Updated: Jan 03, 2016


Patients with ascites often state that they have recently noticed an increase in their abdominal girth.

Because most cases of ascites are due to liver disease, patients with ascites should be asked about risk factors for liver disease. These include the following:

  • Long-term heavy alcohol use
  • Multiple sexual partners
  • Homosexual activity with a male partner, or heterosexual activity with a bisexual male
  • Transfusion with blood not tested for hepatitis virus: in the United States, screening of donated blood for hepatitis B virus (HBV) began in 1972; reliable testing of the blood supply for hepatitis C virus (HCV) began in 1992 in developed countries
  • Tattoos
  • Living or birth in an area endemic for hepatitis

Patients with alcoholic liver disease who alternate between heavy alcohol consumption and abstention (or light consumption) may experience ascites in a cyclic fashion.

When a patient with a very long history of stable cirrhosis develops ascites, the possibility of superimposed hepatocellular carcinoma (HCC) should be considered.

Obesity, hypercholesterolemia, and type 2 diabetes mellitus are recognized causes of nonalcoholic steatohepatitis, which can progress to cirrhosis.

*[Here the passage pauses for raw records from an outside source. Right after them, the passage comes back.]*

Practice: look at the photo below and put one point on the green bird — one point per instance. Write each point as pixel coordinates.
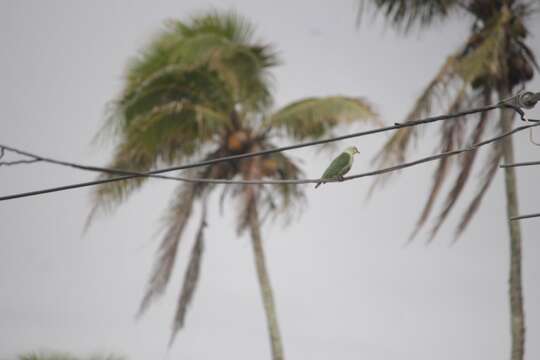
(340, 165)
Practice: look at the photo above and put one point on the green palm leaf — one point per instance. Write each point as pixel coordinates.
(314, 118)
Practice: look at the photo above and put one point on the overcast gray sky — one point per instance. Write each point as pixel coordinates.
(344, 285)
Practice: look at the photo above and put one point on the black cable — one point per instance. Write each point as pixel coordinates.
(225, 181)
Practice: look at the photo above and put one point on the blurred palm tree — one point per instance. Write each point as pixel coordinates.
(201, 90)
(491, 63)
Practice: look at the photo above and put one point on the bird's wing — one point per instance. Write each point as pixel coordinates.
(338, 166)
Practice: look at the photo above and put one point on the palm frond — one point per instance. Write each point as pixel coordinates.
(395, 150)
(487, 176)
(461, 180)
(191, 276)
(313, 118)
(404, 14)
(176, 221)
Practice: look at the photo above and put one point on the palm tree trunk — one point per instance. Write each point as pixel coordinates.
(264, 282)
(515, 291)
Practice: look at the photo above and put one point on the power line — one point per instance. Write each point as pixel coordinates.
(521, 217)
(516, 102)
(260, 182)
(527, 163)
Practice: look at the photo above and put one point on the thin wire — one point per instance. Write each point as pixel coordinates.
(18, 162)
(521, 217)
(15, 162)
(527, 163)
(153, 173)
(302, 181)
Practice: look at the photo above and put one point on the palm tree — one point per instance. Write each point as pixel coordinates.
(492, 62)
(201, 90)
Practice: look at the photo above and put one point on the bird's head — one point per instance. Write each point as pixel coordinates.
(352, 150)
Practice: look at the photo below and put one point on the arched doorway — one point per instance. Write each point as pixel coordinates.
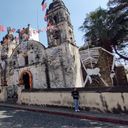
(26, 79)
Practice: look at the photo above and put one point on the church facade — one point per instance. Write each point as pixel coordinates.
(30, 64)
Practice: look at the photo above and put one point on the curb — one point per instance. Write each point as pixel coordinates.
(72, 115)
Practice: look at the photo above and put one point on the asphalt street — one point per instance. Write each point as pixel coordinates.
(14, 118)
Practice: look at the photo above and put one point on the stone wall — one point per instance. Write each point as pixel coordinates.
(64, 66)
(103, 102)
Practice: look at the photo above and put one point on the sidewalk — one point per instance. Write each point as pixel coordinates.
(94, 116)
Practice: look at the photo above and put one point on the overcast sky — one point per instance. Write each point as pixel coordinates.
(18, 13)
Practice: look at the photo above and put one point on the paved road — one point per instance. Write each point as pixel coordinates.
(14, 118)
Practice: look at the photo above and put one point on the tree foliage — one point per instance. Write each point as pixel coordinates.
(108, 28)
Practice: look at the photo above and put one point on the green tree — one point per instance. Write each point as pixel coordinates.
(108, 28)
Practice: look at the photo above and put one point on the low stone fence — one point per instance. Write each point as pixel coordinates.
(96, 101)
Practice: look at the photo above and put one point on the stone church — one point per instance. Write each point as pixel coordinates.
(27, 62)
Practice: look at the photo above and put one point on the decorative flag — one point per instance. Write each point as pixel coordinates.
(45, 18)
(44, 5)
(2, 28)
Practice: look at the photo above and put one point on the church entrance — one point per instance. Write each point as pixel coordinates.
(26, 79)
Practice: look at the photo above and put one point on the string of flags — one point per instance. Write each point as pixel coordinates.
(44, 29)
(13, 30)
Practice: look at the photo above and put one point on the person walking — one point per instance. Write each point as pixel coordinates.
(75, 95)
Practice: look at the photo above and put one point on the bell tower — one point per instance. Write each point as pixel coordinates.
(58, 15)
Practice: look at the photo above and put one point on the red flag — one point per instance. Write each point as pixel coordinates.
(44, 5)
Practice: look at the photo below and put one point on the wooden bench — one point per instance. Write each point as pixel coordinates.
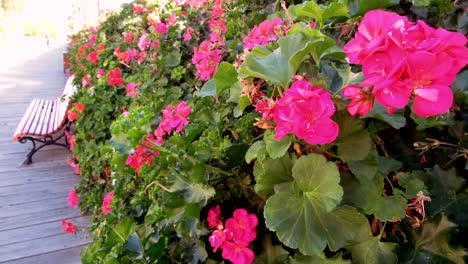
(45, 122)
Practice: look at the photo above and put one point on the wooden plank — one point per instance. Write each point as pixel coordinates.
(65, 256)
(35, 186)
(41, 246)
(31, 207)
(39, 231)
(34, 218)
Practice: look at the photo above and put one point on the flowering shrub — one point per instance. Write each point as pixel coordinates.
(248, 132)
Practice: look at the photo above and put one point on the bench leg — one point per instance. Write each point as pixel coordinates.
(49, 140)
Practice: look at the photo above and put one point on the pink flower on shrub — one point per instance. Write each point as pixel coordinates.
(131, 90)
(402, 60)
(93, 57)
(237, 252)
(106, 203)
(206, 60)
(75, 167)
(175, 118)
(128, 37)
(115, 77)
(161, 28)
(141, 157)
(68, 226)
(144, 42)
(262, 34)
(235, 237)
(188, 34)
(362, 99)
(72, 198)
(86, 80)
(214, 217)
(306, 111)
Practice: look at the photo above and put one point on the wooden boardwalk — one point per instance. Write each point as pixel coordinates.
(33, 197)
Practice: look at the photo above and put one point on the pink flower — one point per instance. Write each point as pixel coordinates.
(306, 111)
(115, 77)
(372, 35)
(237, 252)
(131, 90)
(262, 34)
(68, 226)
(128, 37)
(361, 100)
(100, 73)
(161, 28)
(72, 198)
(106, 202)
(214, 217)
(144, 42)
(242, 225)
(86, 80)
(93, 57)
(75, 167)
(188, 34)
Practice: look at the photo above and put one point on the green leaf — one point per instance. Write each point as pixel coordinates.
(307, 219)
(412, 184)
(363, 6)
(433, 121)
(435, 239)
(322, 13)
(172, 59)
(225, 77)
(276, 148)
(271, 172)
(134, 247)
(278, 66)
(372, 251)
(397, 120)
(256, 151)
(354, 142)
(208, 89)
(367, 195)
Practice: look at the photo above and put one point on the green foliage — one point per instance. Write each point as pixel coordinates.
(351, 200)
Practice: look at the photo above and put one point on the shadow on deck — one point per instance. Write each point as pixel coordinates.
(33, 197)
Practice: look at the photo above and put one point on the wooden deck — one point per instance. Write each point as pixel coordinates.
(33, 197)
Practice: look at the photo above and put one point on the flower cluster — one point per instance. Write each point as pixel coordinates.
(208, 56)
(174, 118)
(262, 34)
(115, 77)
(306, 111)
(403, 60)
(106, 202)
(233, 238)
(68, 226)
(73, 113)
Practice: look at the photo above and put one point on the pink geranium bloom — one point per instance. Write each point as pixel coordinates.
(68, 226)
(161, 28)
(372, 35)
(106, 203)
(361, 100)
(93, 57)
(430, 76)
(237, 252)
(128, 37)
(131, 90)
(115, 77)
(72, 198)
(214, 217)
(306, 111)
(242, 225)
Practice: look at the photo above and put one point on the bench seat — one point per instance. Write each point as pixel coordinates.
(45, 121)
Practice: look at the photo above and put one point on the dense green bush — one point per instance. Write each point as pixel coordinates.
(161, 141)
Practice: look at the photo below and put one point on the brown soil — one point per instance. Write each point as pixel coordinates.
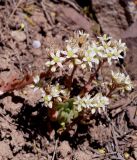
(24, 131)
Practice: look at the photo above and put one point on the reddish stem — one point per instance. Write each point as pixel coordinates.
(92, 76)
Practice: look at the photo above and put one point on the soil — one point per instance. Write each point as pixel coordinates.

Patients with a history of cancer, especially gastrointestinal cancer, are at risk for malignant ascites. Malignancy-related ascites is frequently painful, whereas cirrhotic ascites is usually painless.

Patients who develop ascites in the setting of established diabetes or nephrotic syndrome may have nephrotic ascites.



The physical examination in a patient with ascites should focus on the signs of portal hypertension and chronic liver disease.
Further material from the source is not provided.